House Considers FERC Oversight

By Published On: March 26, 2010

Federal regulators defended regional pricing--instead of nationwide pricing--for sharing transmission costs during a House Energy & Commerce Committee hearing March 23. “There currently is not a standard approach” for paying for new transmission lines, said Federal Energy Regulatory Commission chair Jon Wellinghoff. He added that his “preference is to have states and regions work out cost allocation on their own.” The federal committee considered this week whether, and if, it should change Congressional oversight of federal regulators as a follow up from the 2005 Energy Policy Act. It was an informational hearing, giving FERC members an opportunity to address lawmakers. FERC members promised that the agency has no current plans to use its “backstop” authority to step in and site transmission lines if states don’t pave the way for new lines within a year of developers’ applications. “We have no plans to use it,” noted Wellinghoff. A transmission project set to carry primarily wind-produced energy to Southern California Edison territory was the first to get FERC approval for cost allocation on a grid-wide, rather than a single utility-wide, territory basis. Projects the California Independent System Operator deems necessary may be financed through FERC’s transmission access charge--thus spreading the costs over those who route electricity on the state’s primary grid. Rep.
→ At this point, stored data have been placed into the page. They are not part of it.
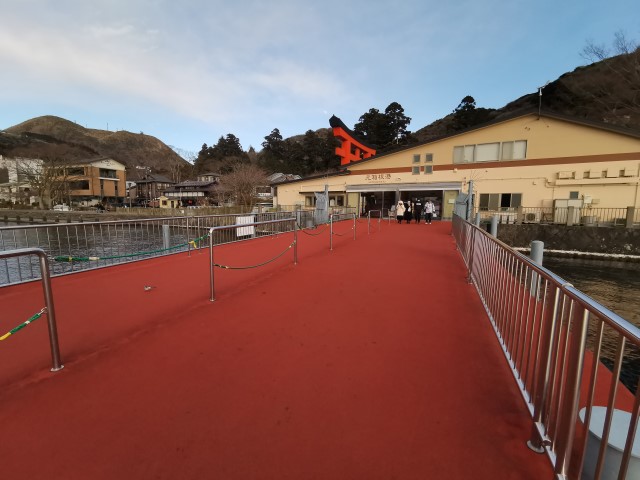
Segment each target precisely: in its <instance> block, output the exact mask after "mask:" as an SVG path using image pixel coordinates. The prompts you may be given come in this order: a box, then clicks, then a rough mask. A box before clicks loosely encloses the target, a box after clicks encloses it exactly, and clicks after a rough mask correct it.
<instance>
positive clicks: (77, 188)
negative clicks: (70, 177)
mask: <svg viewBox="0 0 640 480" xmlns="http://www.w3.org/2000/svg"><path fill="white" fill-rule="evenodd" d="M69 189H70V190H89V180H78V181H75V182H69Z"/></svg>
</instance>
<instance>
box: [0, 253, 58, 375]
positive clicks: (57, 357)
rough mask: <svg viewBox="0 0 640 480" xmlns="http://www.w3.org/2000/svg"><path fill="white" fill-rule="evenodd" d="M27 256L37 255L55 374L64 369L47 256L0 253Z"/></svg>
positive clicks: (37, 254)
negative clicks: (59, 343) (39, 270)
mask: <svg viewBox="0 0 640 480" xmlns="http://www.w3.org/2000/svg"><path fill="white" fill-rule="evenodd" d="M27 255H37V256H38V259H39V264H40V276H41V277H42V290H43V292H44V302H45V305H46V314H47V319H48V320H47V324H48V326H49V345H50V348H51V361H52V365H53V366H52V367H51V371H52V372H57V371H59V370H62V369H63V368H64V365H62V362H61V360H60V347H59V345H58V329H57V327H56V312H55V308H54V306H53V292H52V291H51V276H50V274H49V262H48V260H47V254H46V253H45V251H44V250H42V249H41V248H20V249H17V250H8V251H5V252H0V258H11V257H23V256H27Z"/></svg>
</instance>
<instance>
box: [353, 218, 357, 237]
mask: <svg viewBox="0 0 640 480" xmlns="http://www.w3.org/2000/svg"><path fill="white" fill-rule="evenodd" d="M353 239H354V240H355V239H356V214H355V213H354V214H353Z"/></svg>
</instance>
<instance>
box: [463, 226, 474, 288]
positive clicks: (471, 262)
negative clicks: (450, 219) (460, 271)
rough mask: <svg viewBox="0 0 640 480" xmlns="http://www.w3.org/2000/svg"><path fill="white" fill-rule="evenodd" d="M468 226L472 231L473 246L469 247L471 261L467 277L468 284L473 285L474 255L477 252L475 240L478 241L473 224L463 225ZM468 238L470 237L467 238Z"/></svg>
mask: <svg viewBox="0 0 640 480" xmlns="http://www.w3.org/2000/svg"><path fill="white" fill-rule="evenodd" d="M463 226H468V227H469V228H470V229H471V245H470V246H469V249H468V251H469V261H468V262H467V265H468V271H469V274H468V276H467V283H473V254H474V251H475V243H476V242H475V240H476V228H474V227H472V226H471V224H469V225H463ZM467 238H468V237H467Z"/></svg>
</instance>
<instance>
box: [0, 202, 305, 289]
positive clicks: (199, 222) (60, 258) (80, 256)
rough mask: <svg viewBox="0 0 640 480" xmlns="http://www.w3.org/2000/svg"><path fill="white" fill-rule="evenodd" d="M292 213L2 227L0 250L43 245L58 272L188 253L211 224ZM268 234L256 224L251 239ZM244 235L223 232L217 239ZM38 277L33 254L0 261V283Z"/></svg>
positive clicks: (282, 216) (289, 216)
mask: <svg viewBox="0 0 640 480" xmlns="http://www.w3.org/2000/svg"><path fill="white" fill-rule="evenodd" d="M292 216H293V213H292V212H265V213H245V214H233V215H209V216H195V217H191V216H186V217H161V218H153V219H139V220H119V221H107V222H83V223H64V224H47V225H18V226H9V227H0V252H1V251H6V250H15V249H20V248H41V249H42V250H44V251H45V253H46V254H47V255H48V256H49V258H50V259H52V260H54V261H53V262H52V263H51V273H52V275H54V276H56V275H63V274H67V273H74V272H78V271H83V270H89V269H94V268H102V267H108V266H112V265H117V264H121V263H127V262H132V261H139V260H144V259H148V258H153V257H157V256H161V255H168V254H173V253H179V252H188V251H190V250H191V249H192V248H200V247H201V245H202V243H203V240H204V238H205V237H206V235H207V233H208V231H209V229H210V228H211V227H215V226H225V225H235V224H236V223H238V222H244V223H246V222H249V221H251V222H255V221H258V222H259V221H265V220H277V219H282V218H291V217H292ZM269 234H272V232H270V231H268V230H260V229H257V230H256V231H255V234H254V235H253V236H252V237H251V238H253V237H255V236H262V235H269ZM246 238H248V237H247V236H234V235H227V236H225V235H222V234H221V235H218V236H217V237H216V242H217V243H225V242H232V241H239V240H244V239H246ZM204 244H205V245H206V242H204ZM37 278H40V277H39V271H38V269H37V265H36V263H34V261H33V259H32V258H6V259H1V260H0V286H3V285H10V284H15V283H21V282H25V281H30V280H35V279H37Z"/></svg>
Ed Markey (D-MA) said that the agency would have to be a “strong referee” for stakeholders who participate in developing transmission and a “smart grid.” FERC members also made their case to lawmakers for more secrecy in their dealings with utilities to address potential cyber security threats. The current process through the North American Electric Reliability Corporation “is not expedited enough to deal with threats and vulnerabilities,” said Wellinghoff of internal and external threats to the grid. He asked for more secrecy to keep “fixes from getting out to the opposition.”